Pursuant to the requirements of the Securities Exchange Act of 1934, the registrant has duly caused this report to be signed on its behalf by the undersigned, thereunto duly authorized.
HONDA GIKEN KOGYO KABUSHIKI KAISHA ( HONDA MOTOR CO., LTD. ) |
/s/ Eiji Fujimura |
Eiji Fujimura |
General Manager |
Finance Division |
Honda Motor Co., Ltd. |
Date: June 19, 2018
June 14, 2018
To Our Shareholders,
Notice of Resolutions passed by
the 94th Ordinary General Meeting of Shareholders
This is to notify you that the matters below were reported and resolved at the 94th Ordinary General Meeting of Shareholders of the Company held today.
Yours sincerely, |
Takahiro Hachigo |
President and |
Representative Director |
Honda Motor Co., Ltd. 1-1, Minami-Aoyama 2-chome, |
Minato-ku |
Tokyo |
Particulars
Matters reported:
1. | The Business Report, consolidated financial statements and unconsolidated financial statements for the 94th Fiscal Year (from April 1, 2017 to March 31, 2018) |
2. | The results of the audit of the consolidated financial statements for the 94th Fiscal Year (from April 1, 2017 to March 31, 2018) by the independent auditors and the Audit and Supervisory Committee. |
Matters resolved:
FIRST ITEM: Election of Nine (9) Directors (Excluding Directors who are Audit and Supervisory Committee Members)
The proposal was approved in its original form, and nine (9) Directors (excluding who are Audit and Supervisory Committee Members) were re-elected: Takahiro Hachigo, Seiji Kuraishi, Yoshiyuki Matsumoto, Toshiaki Mikoshiba, Yoshi Yamane, Kohei Takeuchi, Hideko Kunii, Motoki Ozaki, and Takanobu Ito.
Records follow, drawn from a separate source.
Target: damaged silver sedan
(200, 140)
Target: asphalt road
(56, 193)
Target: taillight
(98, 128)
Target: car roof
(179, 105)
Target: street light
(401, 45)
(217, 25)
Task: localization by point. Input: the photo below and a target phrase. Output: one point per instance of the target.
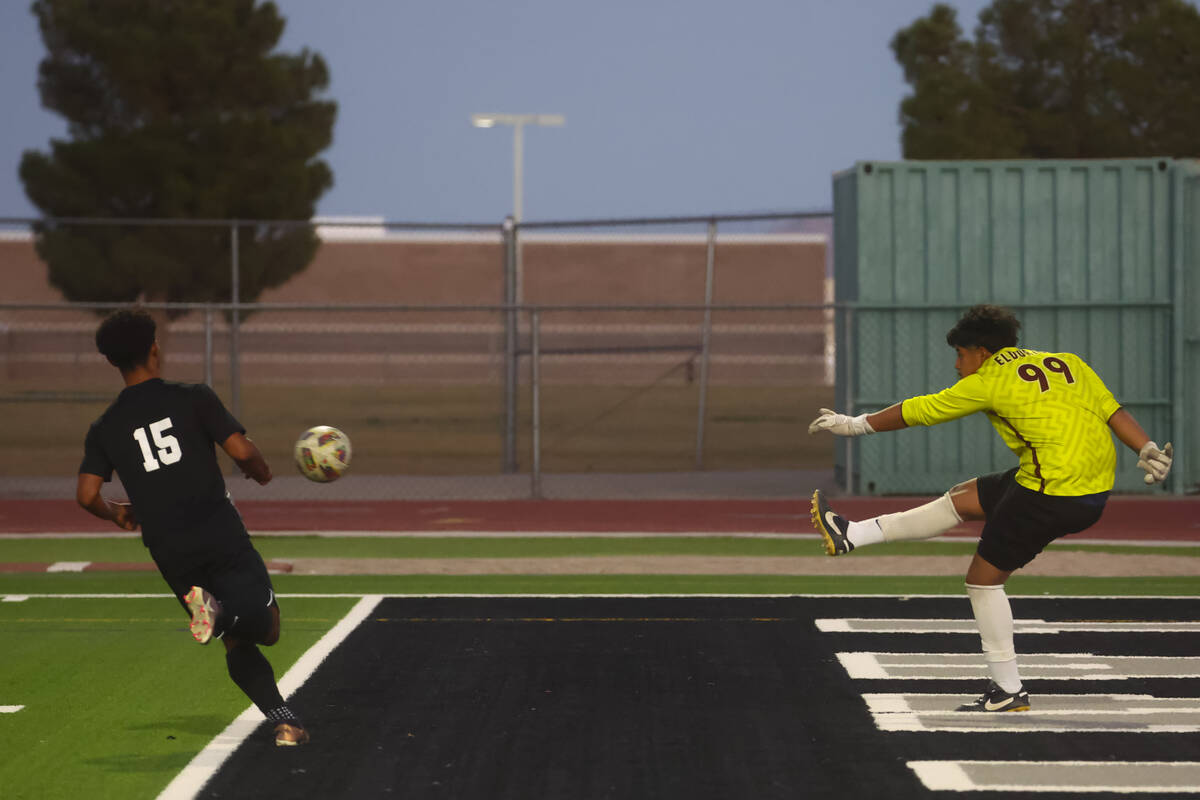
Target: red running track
(1126, 518)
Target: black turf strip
(689, 698)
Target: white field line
(353, 595)
(67, 566)
(906, 625)
(1105, 776)
(580, 534)
(455, 534)
(207, 763)
(899, 666)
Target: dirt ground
(1102, 565)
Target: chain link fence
(502, 361)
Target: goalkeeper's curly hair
(993, 328)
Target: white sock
(994, 618)
(924, 522)
(864, 533)
(1005, 674)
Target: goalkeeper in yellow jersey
(1056, 414)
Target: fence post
(208, 344)
(510, 346)
(849, 361)
(706, 335)
(1179, 334)
(535, 400)
(235, 296)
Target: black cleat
(832, 527)
(994, 698)
(291, 734)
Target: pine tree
(1053, 79)
(177, 109)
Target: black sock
(253, 674)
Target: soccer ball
(323, 453)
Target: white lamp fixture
(517, 121)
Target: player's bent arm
(249, 457)
(889, 419)
(1128, 429)
(89, 498)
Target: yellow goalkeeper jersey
(1051, 409)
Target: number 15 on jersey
(167, 445)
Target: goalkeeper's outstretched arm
(1157, 463)
(843, 425)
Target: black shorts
(1021, 522)
(238, 579)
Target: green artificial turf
(118, 697)
(35, 549)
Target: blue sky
(672, 107)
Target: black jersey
(161, 438)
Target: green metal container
(1089, 253)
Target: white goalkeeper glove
(840, 423)
(1156, 462)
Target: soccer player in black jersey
(161, 438)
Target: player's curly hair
(993, 328)
(125, 338)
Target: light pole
(514, 292)
(517, 121)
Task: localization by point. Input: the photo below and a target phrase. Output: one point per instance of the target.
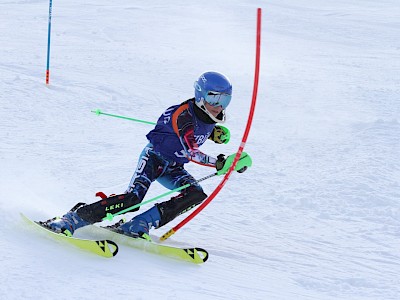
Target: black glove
(220, 162)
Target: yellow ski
(104, 248)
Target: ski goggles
(218, 99)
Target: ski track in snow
(316, 217)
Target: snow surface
(316, 217)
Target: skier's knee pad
(180, 204)
(95, 212)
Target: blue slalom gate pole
(48, 44)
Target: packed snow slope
(316, 217)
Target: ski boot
(140, 225)
(68, 223)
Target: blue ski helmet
(215, 89)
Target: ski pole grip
(167, 235)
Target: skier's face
(214, 110)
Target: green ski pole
(99, 112)
(110, 216)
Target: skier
(174, 141)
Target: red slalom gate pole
(242, 144)
(48, 43)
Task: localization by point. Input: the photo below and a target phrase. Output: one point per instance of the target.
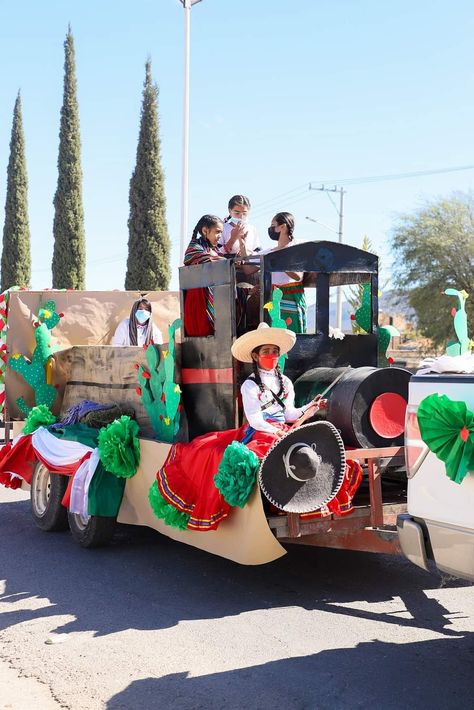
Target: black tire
(46, 493)
(94, 531)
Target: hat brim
(293, 496)
(243, 346)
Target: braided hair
(286, 218)
(255, 376)
(237, 201)
(207, 220)
(132, 323)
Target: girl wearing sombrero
(186, 479)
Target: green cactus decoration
(463, 344)
(161, 395)
(363, 318)
(363, 315)
(274, 311)
(33, 371)
(384, 334)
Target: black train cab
(211, 378)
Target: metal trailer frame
(369, 528)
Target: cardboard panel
(90, 318)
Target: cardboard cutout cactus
(463, 344)
(34, 371)
(161, 395)
(274, 311)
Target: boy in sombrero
(186, 479)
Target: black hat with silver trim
(304, 469)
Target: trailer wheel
(47, 491)
(91, 530)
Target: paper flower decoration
(447, 428)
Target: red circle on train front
(387, 415)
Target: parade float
(93, 423)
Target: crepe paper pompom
(237, 473)
(447, 428)
(39, 416)
(165, 511)
(119, 448)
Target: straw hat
(264, 335)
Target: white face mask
(142, 316)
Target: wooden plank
(375, 492)
(368, 454)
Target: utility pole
(187, 5)
(340, 212)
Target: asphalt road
(148, 623)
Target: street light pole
(187, 5)
(340, 232)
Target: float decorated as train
(190, 386)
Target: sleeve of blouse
(120, 337)
(292, 413)
(157, 335)
(252, 409)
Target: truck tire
(46, 493)
(92, 530)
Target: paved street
(148, 623)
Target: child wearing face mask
(139, 328)
(238, 236)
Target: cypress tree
(16, 257)
(148, 263)
(69, 254)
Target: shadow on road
(373, 674)
(146, 581)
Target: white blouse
(122, 337)
(251, 243)
(253, 399)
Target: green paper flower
(119, 448)
(38, 416)
(447, 428)
(164, 510)
(237, 474)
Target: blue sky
(282, 93)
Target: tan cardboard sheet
(90, 318)
(243, 537)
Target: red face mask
(269, 362)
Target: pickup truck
(439, 524)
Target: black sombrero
(304, 469)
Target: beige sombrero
(264, 335)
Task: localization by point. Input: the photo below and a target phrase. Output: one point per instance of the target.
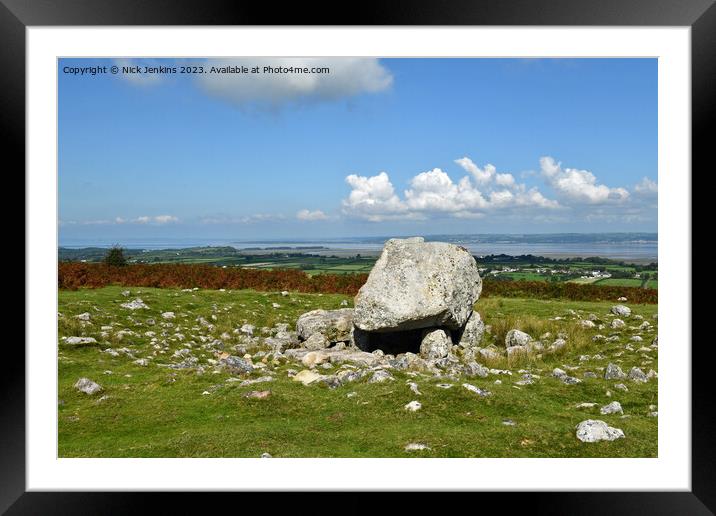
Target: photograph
(357, 257)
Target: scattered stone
(87, 386)
(259, 395)
(585, 405)
(517, 338)
(414, 387)
(413, 406)
(334, 325)
(637, 375)
(473, 331)
(314, 358)
(614, 372)
(80, 341)
(135, 304)
(416, 447)
(435, 344)
(564, 377)
(621, 310)
(253, 381)
(476, 390)
(593, 430)
(381, 376)
(236, 365)
(475, 369)
(613, 408)
(306, 377)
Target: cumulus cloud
(309, 215)
(482, 176)
(144, 219)
(346, 77)
(646, 188)
(158, 219)
(574, 185)
(373, 198)
(435, 192)
(242, 219)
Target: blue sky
(376, 147)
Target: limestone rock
(435, 344)
(593, 430)
(621, 310)
(473, 331)
(517, 338)
(87, 386)
(334, 325)
(417, 284)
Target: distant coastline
(632, 247)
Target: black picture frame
(17, 15)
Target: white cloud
(482, 176)
(243, 219)
(372, 198)
(507, 180)
(347, 77)
(309, 215)
(576, 185)
(434, 192)
(159, 219)
(646, 188)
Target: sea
(638, 250)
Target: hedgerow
(74, 275)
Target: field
(317, 261)
(157, 411)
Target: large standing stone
(418, 284)
(334, 325)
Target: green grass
(620, 282)
(160, 412)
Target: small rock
(306, 377)
(476, 390)
(87, 386)
(614, 372)
(612, 408)
(637, 375)
(593, 430)
(435, 344)
(413, 406)
(517, 338)
(621, 310)
(78, 341)
(135, 304)
(416, 447)
(259, 395)
(381, 376)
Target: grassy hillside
(155, 411)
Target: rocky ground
(159, 372)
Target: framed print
(421, 249)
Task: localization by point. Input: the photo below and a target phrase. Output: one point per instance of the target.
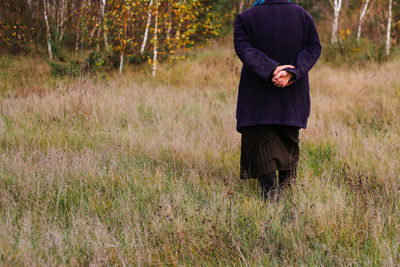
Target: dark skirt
(267, 148)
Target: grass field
(132, 170)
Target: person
(278, 44)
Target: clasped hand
(282, 77)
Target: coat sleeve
(252, 58)
(309, 55)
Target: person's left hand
(282, 79)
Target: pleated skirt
(267, 148)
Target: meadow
(131, 170)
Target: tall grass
(136, 171)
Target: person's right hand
(282, 67)
(282, 79)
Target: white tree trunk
(337, 6)
(46, 19)
(389, 28)
(146, 31)
(362, 15)
(103, 15)
(155, 42)
(62, 20)
(121, 63)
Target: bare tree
(364, 10)
(389, 28)
(61, 25)
(155, 42)
(337, 6)
(146, 31)
(46, 19)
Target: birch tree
(388, 29)
(337, 6)
(364, 10)
(46, 19)
(146, 31)
(103, 17)
(155, 42)
(62, 16)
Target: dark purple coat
(274, 33)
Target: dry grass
(139, 171)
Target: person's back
(277, 28)
(278, 44)
(266, 36)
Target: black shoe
(268, 185)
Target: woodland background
(112, 32)
(118, 143)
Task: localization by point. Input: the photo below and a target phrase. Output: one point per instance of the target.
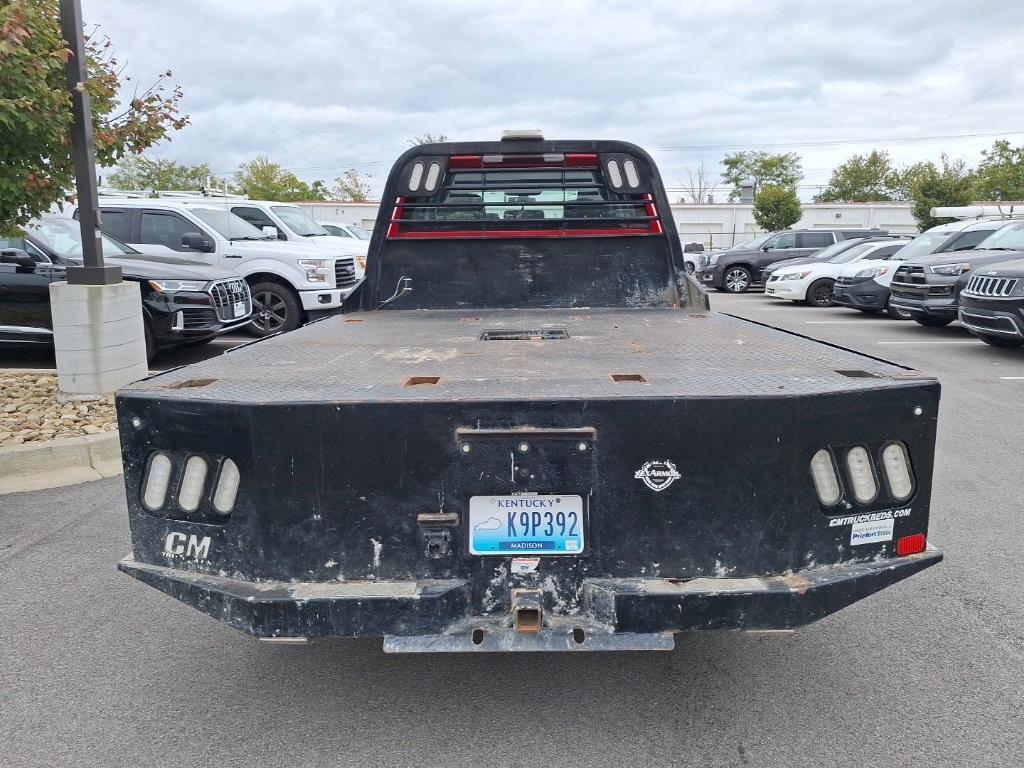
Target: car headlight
(873, 271)
(161, 286)
(315, 269)
(951, 269)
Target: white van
(291, 282)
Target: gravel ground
(30, 412)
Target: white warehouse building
(717, 224)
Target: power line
(838, 142)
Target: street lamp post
(93, 272)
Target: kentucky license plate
(516, 524)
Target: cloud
(320, 87)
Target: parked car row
(972, 270)
(183, 302)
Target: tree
(140, 172)
(762, 168)
(952, 185)
(352, 186)
(776, 208)
(428, 138)
(699, 184)
(262, 179)
(36, 165)
(1000, 173)
(862, 178)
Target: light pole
(98, 336)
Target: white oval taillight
(158, 476)
(227, 487)
(825, 481)
(193, 482)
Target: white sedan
(812, 283)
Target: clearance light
(910, 545)
(858, 466)
(632, 178)
(193, 482)
(227, 487)
(614, 175)
(897, 468)
(432, 173)
(416, 176)
(825, 481)
(157, 479)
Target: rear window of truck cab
(553, 195)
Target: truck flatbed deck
(527, 431)
(379, 356)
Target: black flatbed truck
(527, 432)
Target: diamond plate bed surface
(373, 356)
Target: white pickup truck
(291, 282)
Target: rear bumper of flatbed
(614, 613)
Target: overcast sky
(323, 86)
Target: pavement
(97, 669)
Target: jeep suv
(737, 269)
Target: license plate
(525, 524)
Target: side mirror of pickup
(18, 257)
(196, 242)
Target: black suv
(736, 270)
(992, 304)
(183, 302)
(929, 288)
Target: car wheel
(997, 341)
(275, 309)
(819, 293)
(933, 322)
(151, 343)
(736, 280)
(895, 312)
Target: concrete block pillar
(98, 337)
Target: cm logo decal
(189, 546)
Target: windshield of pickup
(227, 224)
(567, 201)
(1007, 239)
(64, 238)
(299, 221)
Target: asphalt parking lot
(99, 670)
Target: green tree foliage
(862, 178)
(931, 186)
(763, 169)
(776, 208)
(140, 172)
(36, 165)
(352, 186)
(1000, 173)
(262, 179)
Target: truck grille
(344, 272)
(996, 287)
(226, 294)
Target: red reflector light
(465, 161)
(910, 545)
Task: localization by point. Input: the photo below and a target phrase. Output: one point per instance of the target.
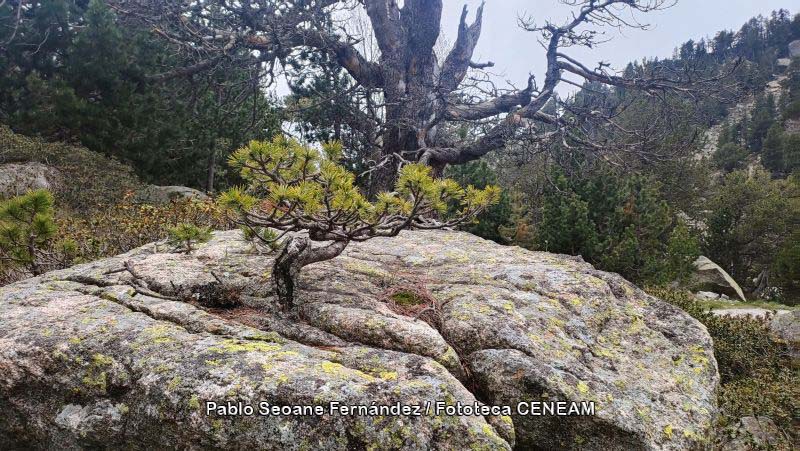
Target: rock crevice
(89, 356)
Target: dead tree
(418, 91)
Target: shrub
(127, 225)
(756, 373)
(93, 178)
(184, 235)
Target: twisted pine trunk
(296, 253)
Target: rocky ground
(127, 350)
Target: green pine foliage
(297, 187)
(730, 157)
(88, 83)
(28, 236)
(619, 224)
(490, 223)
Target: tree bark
(296, 253)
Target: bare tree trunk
(296, 253)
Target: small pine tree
(293, 188)
(27, 234)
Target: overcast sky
(516, 52)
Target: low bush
(756, 372)
(128, 225)
(94, 180)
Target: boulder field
(127, 351)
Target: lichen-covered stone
(99, 354)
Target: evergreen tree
(772, 149)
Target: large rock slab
(711, 277)
(100, 354)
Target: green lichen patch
(407, 298)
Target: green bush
(756, 373)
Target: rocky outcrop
(794, 49)
(19, 178)
(154, 194)
(786, 328)
(118, 352)
(711, 277)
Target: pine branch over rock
(292, 188)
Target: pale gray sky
(516, 52)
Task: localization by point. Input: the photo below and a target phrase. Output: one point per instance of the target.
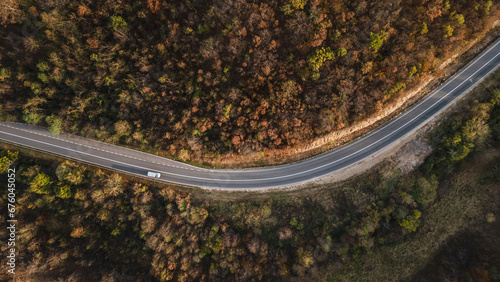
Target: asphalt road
(139, 163)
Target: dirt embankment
(341, 137)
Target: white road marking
(243, 180)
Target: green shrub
(377, 39)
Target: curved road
(139, 163)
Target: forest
(197, 80)
(85, 224)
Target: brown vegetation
(203, 79)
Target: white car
(154, 174)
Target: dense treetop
(188, 77)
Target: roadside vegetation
(90, 225)
(203, 80)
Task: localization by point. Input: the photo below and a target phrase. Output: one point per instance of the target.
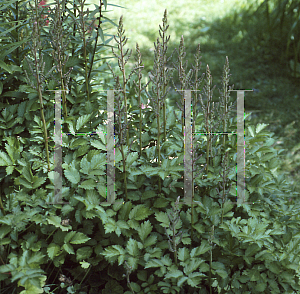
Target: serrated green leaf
(79, 238)
(84, 252)
(139, 212)
(4, 159)
(88, 184)
(97, 144)
(68, 248)
(72, 175)
(82, 121)
(53, 250)
(37, 182)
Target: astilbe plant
(137, 245)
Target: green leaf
(163, 218)
(79, 238)
(144, 230)
(97, 144)
(4, 159)
(174, 274)
(84, 252)
(72, 175)
(261, 287)
(4, 230)
(68, 248)
(37, 182)
(139, 212)
(82, 121)
(53, 250)
(88, 184)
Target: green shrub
(137, 244)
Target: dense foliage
(150, 240)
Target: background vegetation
(135, 243)
(237, 29)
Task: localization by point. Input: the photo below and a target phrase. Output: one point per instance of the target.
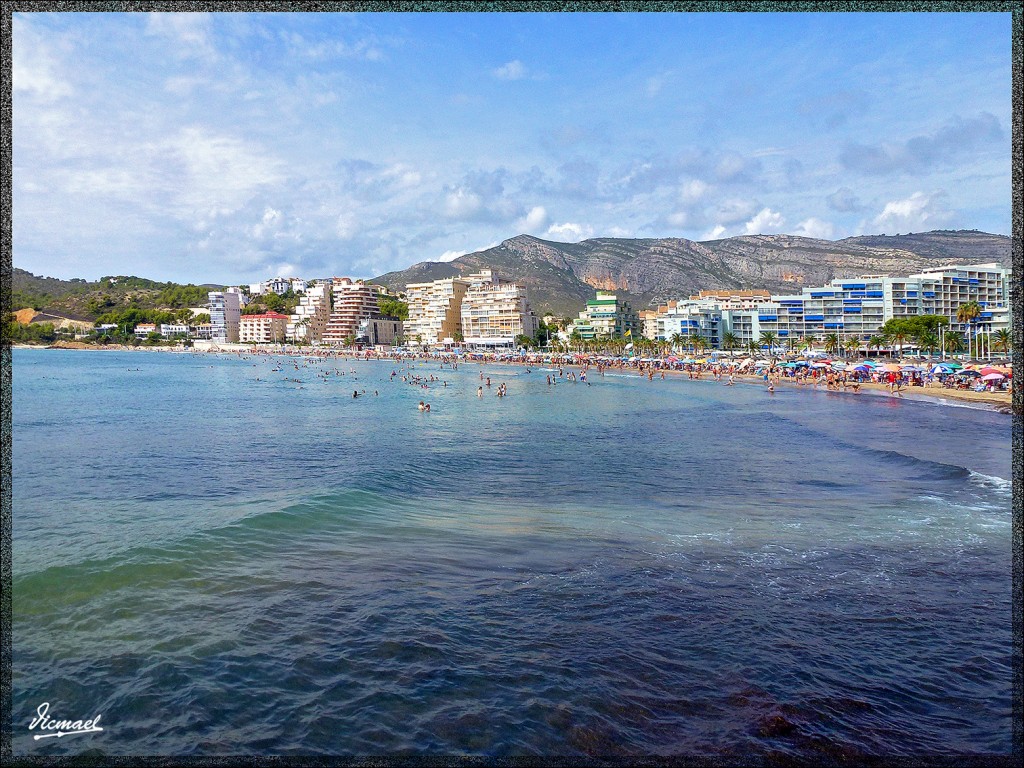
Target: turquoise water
(219, 560)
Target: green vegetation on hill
(391, 307)
(104, 298)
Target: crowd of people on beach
(559, 369)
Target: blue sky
(230, 147)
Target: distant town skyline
(229, 147)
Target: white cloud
(692, 190)
(534, 220)
(813, 227)
(453, 255)
(734, 211)
(765, 222)
(514, 70)
(188, 31)
(36, 70)
(656, 83)
(918, 212)
(269, 222)
(569, 231)
(182, 86)
(462, 204)
(346, 225)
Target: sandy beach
(1001, 401)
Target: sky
(231, 147)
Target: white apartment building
(167, 330)
(695, 317)
(352, 301)
(435, 309)
(268, 328)
(225, 311)
(734, 298)
(648, 323)
(274, 285)
(308, 322)
(857, 307)
(379, 331)
(607, 316)
(494, 313)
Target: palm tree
(877, 342)
(1004, 341)
(954, 342)
(967, 313)
(832, 343)
(898, 338)
(927, 340)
They have all assumed their posts.
SECOND ITEM: Determination of Amounts and Other Details of Stock-Based Remuneration for Directors, etc.
The proposal was approved in its original form, and, as a result, an introduction of new performance-linked stock-based remuneration system (hereinafter the System) was resolved. The recipients of the System shall be Directors and Operating Officers who conduct business execution and who are residents of Japan (hereinafter the Directors, etc., collectively.). The purpose of the System is, to further enhance the motivation for contributing to sustainable growth of corporate value over the medium-to-long term, and to promote the sharing of the interest between the Directors, etc. and shareholders.
With introduction of the System, the Company shall set up a trust valid for approximately three years from August 2018 (scheduled) to the end of August 2021 (scheduled). The Company, however, may extend the validity of the trust on the expiry date of the original trust period. Company shares shall be acquired by the trust from the stock market, and shall be delivered, in the form of the shares and/or in the form of cash equivalent to value of the shares, to Directors, etc. in accordance with performance of the Company.
The maximum amount to be granted by the Company to the trust shall not exceed 3,910 million yen during the initial trust period, and the number of Company shares delivered to Directors, etc. by the trust (including the shares subjected to conversion into cash) shall not exceed 1,310,000 shares for the initial three fiscal years.